Uma experiência que está sendo acompanhada pela ONU (Organização das Nações Unidas) no sul da África Oriental - um dos pontos mais críticos no mapa global de eventos naturais extremos como ciclones, inundações gigantescas e secas devastadoras - pode ser a inspiração da implantação de um centro de estudos de gerenciamento de riscos no país, com base em Londrina.

A proposta já está na mesa das autoridades e das principais instituições públicas e privadas da cidade, defendida com bom português em apresentações detalhadas feitas por Nuno Remane, um diplomata moçambicano de 45 anos, graduado em Arquitetura e Urbanismo pela UEL (Universidade Estadual de Londrina), casado com Tarita, uma bancária nascida em Paranavaí e graduada pela Unifil em Psicologia.

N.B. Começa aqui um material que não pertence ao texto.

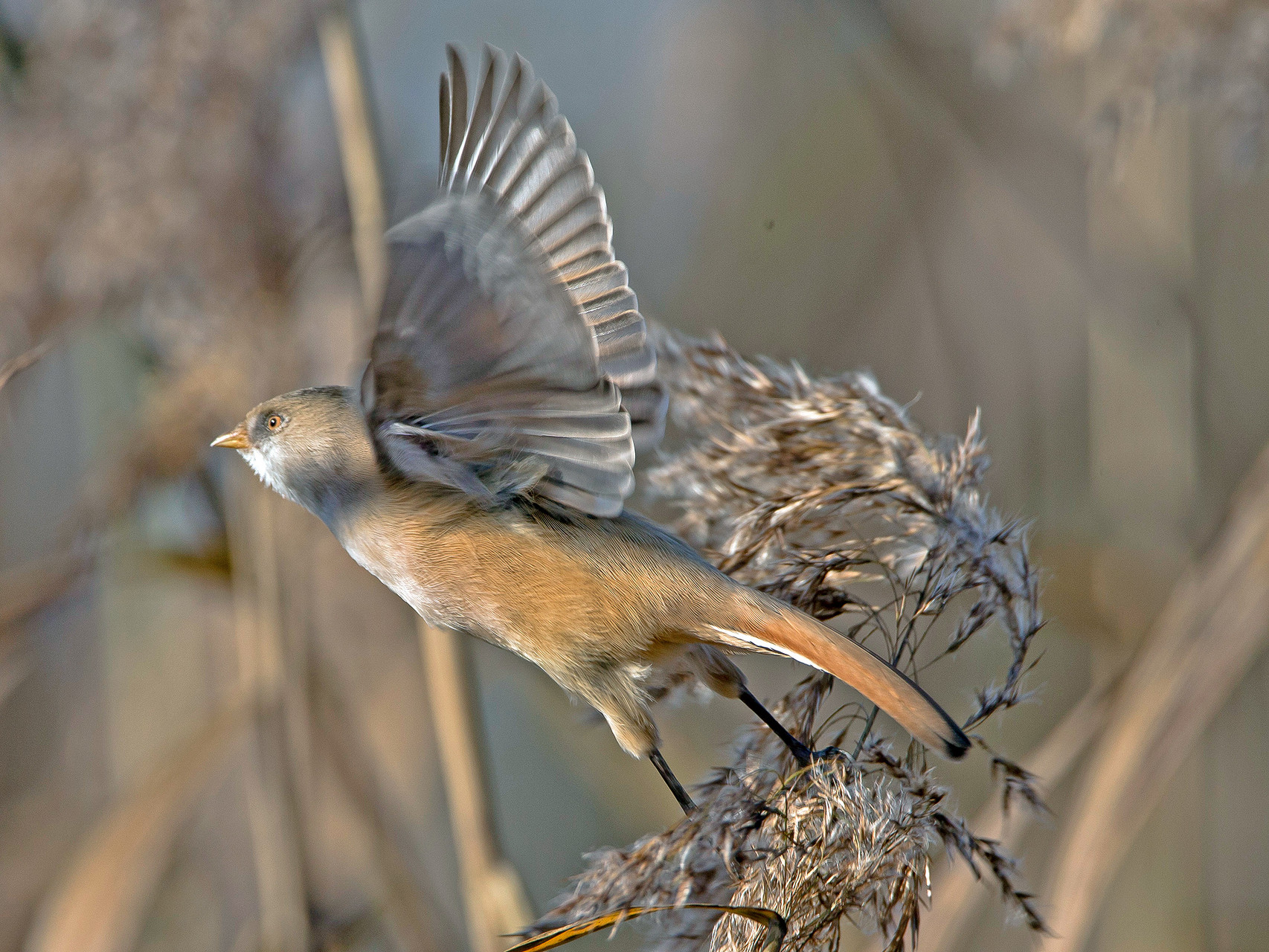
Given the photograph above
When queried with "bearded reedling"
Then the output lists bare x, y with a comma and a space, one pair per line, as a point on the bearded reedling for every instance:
481, 467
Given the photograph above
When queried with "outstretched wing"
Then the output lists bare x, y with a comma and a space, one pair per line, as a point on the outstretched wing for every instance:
508, 333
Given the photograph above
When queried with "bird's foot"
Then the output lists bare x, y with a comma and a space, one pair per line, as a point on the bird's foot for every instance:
806, 757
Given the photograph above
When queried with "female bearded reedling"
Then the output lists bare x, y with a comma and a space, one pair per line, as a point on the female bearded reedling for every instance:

Separados por 8.300 quilômetros de longitude, com um ligeiro desnível de latitude, o Norte do Paraná e o Canal de Moçambique - braço do Oceano Índico que influencia o clima da costa da República de Moçambique e o regime de ventos e umidade da República de Malawi (vizinho sem saída para o mar), além de abrigar dois outros países insulares especialmente vulneráveis, a pequena União das Comores e a extensa República de Madagascar - podem se alinhar em torno de uma ideia comum: a proteção das populações mais vulneráveis contra os rigores da crise climática que assombra a Terra depois de mais de 200 anos de um incessante processo de carbonização da atmosfera.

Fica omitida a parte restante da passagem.